Caching task input files that textually include other files

We have a OpenAPI/RAML code generation plugin that I’ve recently upgrade to 8.2 and enabled build-cache support for. There is one outstanding issue, “includes” or “references”.

These file types can contain textual references to other files. Parsing the file (with a parser understanding the domain), is the only way to generate a correct list of files referenced by each input file. How do I go report to the Gradle engine that the input files for the Task are more than just the list assigned by the build?

I’ve looked all through the code and aside from some undocumented & unstable features in (e.g. LanguageTransform) I cannot figure this out. This seems like a “standard” feature for most text processing format like templates, etc.

The task in question would have an @InputFiles property that calculates all those files, just probably in a cached way like a property on which you call finalizeValueOnRead().

This would have to run on every configure. I’m looking for a solution that allows Gradle to track these detected include files without requiring reconfiguration.

Why should that run on every configure?
It should only run when the task is going to be executed to determine whether it is up-to-date or can be taken vom cache.

Yes. To determine if it’s up-to-date, it will need the list of inputs, which using your method would require parsing the complete file.

Yes, but not on every configure, just right before that task is actually going to be executed eventually, which is exactly what you asked for isn’t it?

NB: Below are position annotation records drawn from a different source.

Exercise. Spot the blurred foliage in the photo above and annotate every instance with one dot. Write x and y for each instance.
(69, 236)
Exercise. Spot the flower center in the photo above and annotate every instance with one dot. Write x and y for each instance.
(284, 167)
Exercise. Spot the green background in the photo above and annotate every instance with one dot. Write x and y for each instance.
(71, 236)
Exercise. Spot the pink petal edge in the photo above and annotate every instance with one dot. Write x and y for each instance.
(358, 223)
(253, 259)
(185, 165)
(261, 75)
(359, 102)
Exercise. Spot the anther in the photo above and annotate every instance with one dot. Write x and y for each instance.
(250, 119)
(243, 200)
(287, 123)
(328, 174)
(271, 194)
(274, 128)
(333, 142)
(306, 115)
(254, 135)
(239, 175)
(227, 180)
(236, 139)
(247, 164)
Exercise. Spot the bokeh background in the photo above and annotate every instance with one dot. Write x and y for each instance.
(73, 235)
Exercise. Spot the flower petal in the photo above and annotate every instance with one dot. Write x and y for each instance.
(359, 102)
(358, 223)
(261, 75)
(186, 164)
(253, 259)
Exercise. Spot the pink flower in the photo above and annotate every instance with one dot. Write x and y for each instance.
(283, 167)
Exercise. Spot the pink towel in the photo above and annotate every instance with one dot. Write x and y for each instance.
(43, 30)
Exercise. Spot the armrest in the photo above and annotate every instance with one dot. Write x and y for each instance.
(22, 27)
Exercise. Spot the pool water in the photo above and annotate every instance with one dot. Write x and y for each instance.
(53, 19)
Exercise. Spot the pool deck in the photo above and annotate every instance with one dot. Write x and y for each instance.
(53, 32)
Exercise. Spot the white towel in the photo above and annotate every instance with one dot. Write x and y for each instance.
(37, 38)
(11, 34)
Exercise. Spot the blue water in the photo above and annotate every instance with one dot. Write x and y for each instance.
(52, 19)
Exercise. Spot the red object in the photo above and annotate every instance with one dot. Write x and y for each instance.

Maybe I used the wrong stage when I said configure. My point is that parsing a tree of files isn’t really a savings. In one of the cases we are currently using, the @InputFile pulls in 12 other files in a tree. So that would require parsing 13 files completely just to determine the includes. That’s a big task being done “before” the task is executed.

What I’m looking for is a way to parse the @InputFile, which naturally generates a list of includes, and have Gradle watch the source and the include files when performing its up-to-date check.

If I understood correctly, I don’t think there is something like that available.

Feel free to open a feature request. :slight_smile:

I guess in the meantime you need to maintain some cache yourself, for example within Task#temporaryDirectory, or within the GRADLE_USER_HOME where you then can store a mapping “checksum of file => list of included files” to only parse a given file once and otherwise take it from that cache.